Наступил и окончился последний урок. И вот после нервного лета я наконец, счастливо замирая, складывал вещи для Оксфорда. Только уже вечером перед самым отъездом я вспомнил Пружинку, потому что большой фургон стоял на мостовой у ее ограды.

- Мама, а что с Пружинкой?

Мама брезгливо тряхнула головой.

- Они уехали.

- Кто?

- Уильямсы. Кто же еще? Папа Римский? - Мама почти шипела. - Так я и знала - уехали, как только она стала им не нужна. Сняли пока какую-то одноэтажку. Говорят, Генри Уильямс собирается строить дом. Я никогда не верила этому типу.

Я не припоминал, чтобы мама имела какие-нибудь сношения с Генри, и подивился ее категоричности. Я смотрел, как открылись двери напротив, как рабочие выносят мебель, коврики, посуду, постели. Мама стояла рядом и тоже смотрела.

- Все дешевка, подержанный хлам. Он зря не потратится.

Фургон тронулся, мама вернулась к шитью. Ученик с нотной папкой вошел в Пружинкину дверь.

- Ты бы попозже, когда она кончит уроки, пошел попрощался, - сказала мама. - Это твой долг.

- Ой нет. Ну, мама!

- Глупости, - сказала мама спокойно. - Сам знаешь, ты обожаешь ее.

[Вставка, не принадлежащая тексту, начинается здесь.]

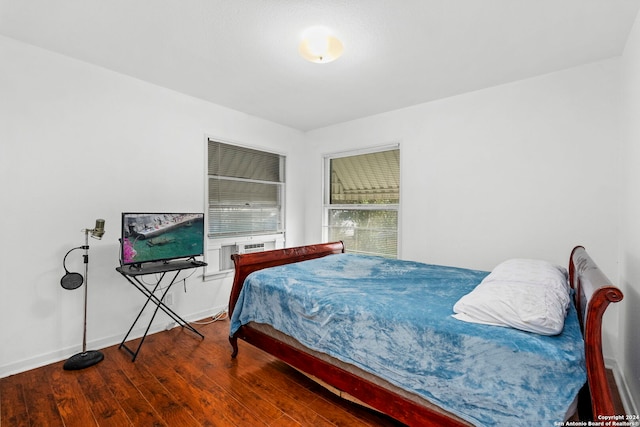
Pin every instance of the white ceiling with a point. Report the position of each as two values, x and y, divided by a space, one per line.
242 54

Так что вечером, когда дрожь газовых фонарей вокруг Площади унялась в ядовитой яркости, я, лоснясь брильянтином и мечтая поскорей отделаться, прошел по газону к старому дому. В эркере было темно, и мне ужасно хотелось думать, что она ушла или легла, потому что приманки Оксфорда - огни, концерты, театры и люди, которые будут к моим услугам в свободное от химии время, - вытеснили все остальное. Но я оглянулся на наш флигель, увидел, как дрогнула занавеска, сдвинулась, оставила треугольничек, в котором чуялся мамин глаз. И, глубоко вздохнув, перешагнул цепи и ступил на булыжники. Открыл входную дверь. Меня уколола холодная мысль, что вот опять коридор и комнаты наверху стемнели и опустели. Даже в прихожей опять стало страшно. Несмотря на свои восемнадцать лет, я - для отступления - оставил входную дверь открытой. Газовый фонарь начертил на полу окно и вертикалью налег на дверь музыкальной комнаты. Со стесненным сердцем - и с фантомной детской скрипочкой в левой руке - я поднял правую, чтоб постучать. И опустил.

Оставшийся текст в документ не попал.